Groningse gastvrijheid: Jan Elting is voor het gesprek nog even langs de banketbakker gereden. En dus staan er vijf grote punten gebak op tafel. ‘In 1993 kwam de eerste tegelzetter in dienst’, vertelt hij. ‘Ik zag dat de woningcorporaties die vraag hadden. Je komt als stukadoor toch al over de vloer, waarom kun je dan niet meteen ook een koofje timmeren of de douche tegelen? Maar een stukadoor is geen tegelzetter.’
‘Stucwerk luisterde niet zo nauw in de jaren '90. Er ging een behangetje overheen. Je had als stukadoor weinig eer van je werk. Dat is veranderd. Er gelden nu heel andere eisen.’ Toen hij het bedrijf van zijn vader overnam, breidden de werkzaamheden zich snel uit. Er lopen nu bijvoorbeeld twaalf tegelzetters rond, maar ook timmerlieden en schilders. ‘De corporaties wilden één aanspreekpunt. Maar ik heb nooit de ambitie gehad om de concurrent van de aannemer te worden. Het gaat mij puur om de flexibiliteit.’
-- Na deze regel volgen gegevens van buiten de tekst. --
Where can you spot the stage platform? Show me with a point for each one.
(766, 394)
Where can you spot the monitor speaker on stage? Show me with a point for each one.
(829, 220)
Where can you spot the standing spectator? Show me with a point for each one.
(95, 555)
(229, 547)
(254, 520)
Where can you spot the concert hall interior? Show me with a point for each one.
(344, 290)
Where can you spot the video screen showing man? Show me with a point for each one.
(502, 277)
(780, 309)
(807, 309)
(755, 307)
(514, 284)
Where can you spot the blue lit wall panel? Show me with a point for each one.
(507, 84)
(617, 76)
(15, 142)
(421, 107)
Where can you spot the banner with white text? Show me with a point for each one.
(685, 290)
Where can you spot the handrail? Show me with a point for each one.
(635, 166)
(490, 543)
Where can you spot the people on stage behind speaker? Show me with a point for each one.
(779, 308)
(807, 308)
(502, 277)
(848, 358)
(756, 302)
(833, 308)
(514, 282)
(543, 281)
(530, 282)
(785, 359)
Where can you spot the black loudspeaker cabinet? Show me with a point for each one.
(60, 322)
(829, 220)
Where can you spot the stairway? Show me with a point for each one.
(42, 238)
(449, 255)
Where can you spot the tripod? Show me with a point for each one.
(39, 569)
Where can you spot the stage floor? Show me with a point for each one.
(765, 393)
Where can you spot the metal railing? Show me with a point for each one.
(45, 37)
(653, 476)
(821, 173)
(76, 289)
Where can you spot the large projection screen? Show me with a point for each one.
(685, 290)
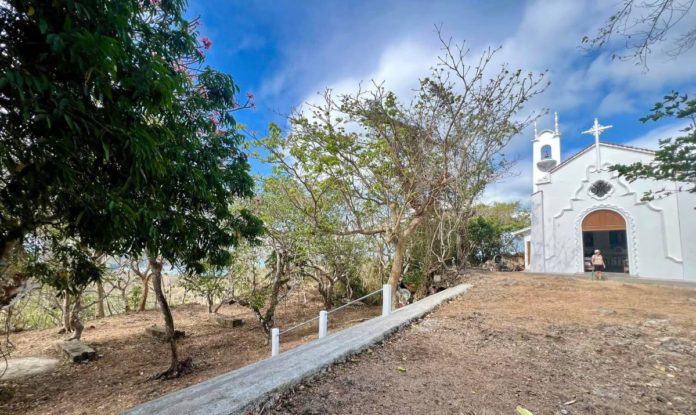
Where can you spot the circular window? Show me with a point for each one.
(600, 188)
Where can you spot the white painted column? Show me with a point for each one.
(275, 342)
(386, 299)
(323, 323)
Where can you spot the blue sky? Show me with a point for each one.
(286, 51)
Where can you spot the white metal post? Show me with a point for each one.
(275, 342)
(386, 300)
(323, 323)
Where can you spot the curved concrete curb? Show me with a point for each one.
(246, 388)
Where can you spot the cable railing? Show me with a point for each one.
(323, 318)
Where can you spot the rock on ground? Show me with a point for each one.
(225, 321)
(160, 333)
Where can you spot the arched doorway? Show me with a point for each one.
(606, 230)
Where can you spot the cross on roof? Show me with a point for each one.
(596, 130)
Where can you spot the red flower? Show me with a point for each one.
(206, 42)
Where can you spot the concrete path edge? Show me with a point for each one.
(249, 388)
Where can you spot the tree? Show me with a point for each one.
(643, 24)
(328, 260)
(485, 239)
(388, 164)
(676, 158)
(117, 135)
(80, 86)
(262, 289)
(145, 275)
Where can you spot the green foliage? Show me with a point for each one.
(117, 135)
(676, 158)
(485, 238)
(488, 233)
(134, 297)
(61, 264)
(83, 85)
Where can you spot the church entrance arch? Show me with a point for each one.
(605, 230)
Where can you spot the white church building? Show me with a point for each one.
(578, 206)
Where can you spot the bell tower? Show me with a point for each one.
(546, 148)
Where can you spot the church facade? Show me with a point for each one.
(578, 206)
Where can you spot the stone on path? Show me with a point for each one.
(75, 350)
(27, 366)
(160, 333)
(225, 321)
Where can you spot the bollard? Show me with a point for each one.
(275, 342)
(323, 323)
(386, 300)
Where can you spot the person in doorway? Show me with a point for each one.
(598, 264)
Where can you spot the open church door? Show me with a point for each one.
(606, 230)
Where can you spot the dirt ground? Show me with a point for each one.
(117, 380)
(554, 345)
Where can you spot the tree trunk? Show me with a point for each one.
(176, 368)
(67, 327)
(124, 297)
(100, 300)
(146, 289)
(397, 265)
(400, 254)
(75, 321)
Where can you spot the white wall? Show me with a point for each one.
(657, 232)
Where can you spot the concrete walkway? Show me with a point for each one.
(246, 388)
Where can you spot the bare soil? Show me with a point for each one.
(554, 345)
(118, 379)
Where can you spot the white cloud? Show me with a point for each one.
(545, 36)
(616, 102)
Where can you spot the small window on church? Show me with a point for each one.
(546, 152)
(600, 188)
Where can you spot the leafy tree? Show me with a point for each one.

Flexibiliteit is een woord dat vaker voorbijkomt in het gesprek. ‘Ja, wij moeten vaak binnen drie dagen beginnen aan een opdracht. Wij zijn daarop ingericht, qua mensen, qua planning en qua materieel.’ Op het terrein rond het bedrijf staat inderdaad het nodige equipment. Een kraan, een ladderlift. ‘We zijn een zelfvoorzienend bedrijf’, zegt hij. ‘Ik wil flexibel kunnen zijn, niet afhankelijk van anderen. Ik probeer altijd te combineren en te schuiven, zodat we niet onnodig op een klus lopen. Daarom hou ik ook niet van aangenomen opdrachten. Daar zit mij te veel druk op. Dan loop je elkaar in de weg en wordt het cowboywerk. Wij zijn geen prijsvechters. Ik hecht veel waarde aan werkvoorbereiding, orde en netheid. Maar je moet ook altijd rekening houden met de geheimen van een gebouw. Ik bedoel, je komt altijd onvoorziene zaken tegen.’
Aan tafel zit ook Jurrie de Vries, de Technisch-commercieel adviseur van Forbo Eurocol. ‘Ik ken Jurrie al van voor zijn tijd bij Forbo Eurocol’, zegt Jan. ‘Nee, ik ben niet met hem meegegaan toen hij daarnaar vertrok. Ik ben voor de tegels altijd een Eurocol-man geweest. Ik hou van de eenvoud van het assortiment. Niet zo veel kleuren voeg, gewoon een mooi standaardpakket in de 717 Eurofine WD. En ik hou van Nederlands product. Kijk maar in het magazijn. Daar liggen ook vooral Mosa-tegels.’
Ze zien elkaar een keer in de maand, de lijntjes zijn kort. ‘Jurrie gaat op eigen initiatief langs bij de projecten voor het uitvoeren van controles. Wij zijn momenteel bezig in Groningen. Daar wordt het oude distributiecentrum van de V&D verbouwd tot 24 appartementen. 'The Warehouse' heet het project. We tegelen daar de doucheruimtes.’ ‘Ik heb er in het begin geadviseerd om de 680 Elastilight te gebruiken voor het tegelen van de grootformaattegels’, zegt Jurrie. ‘Die werkt een stuk lichter dan de 688 Elastifix.’ Ook adviseerde hij om de ruimtes goed te stoken toen er nog geen ramen in zaten.
We lopen even rond in het pand waar Elting sinds enkele maanden zit. Ook zijn dochter Yvonne is aanwezig. Zij runt een apart bedrijf dat gespecialiseerd is in bijzondere wandafwerking. Bij haar bedrijf staat de showtrailer, waarmee Elting beurzen bezoekt en waar klanten een overzicht kunnen ervaren van tegels en andere vormen van wandafwerking. Hij kocht hem ooit van Mosa. Dan vertrekken we naar hartje Groningen. Aan de voet van de Martinitoren staan de panden waar de winkel en het distributiecentrum van V&D waren gevestigd en waar nu 24 appartementen zijn gebouwd. Vanaf november zijn ze er bezig, maar het werk zit er bijna op. Alleen nog wat voegwerk. Buiten op straat weer die Groningse gastvrijheid. ‘Nog een broodje?’ Maar dat laten we voorbijgaan. We moeten nog een stukje rijden, terug naar de Randstad.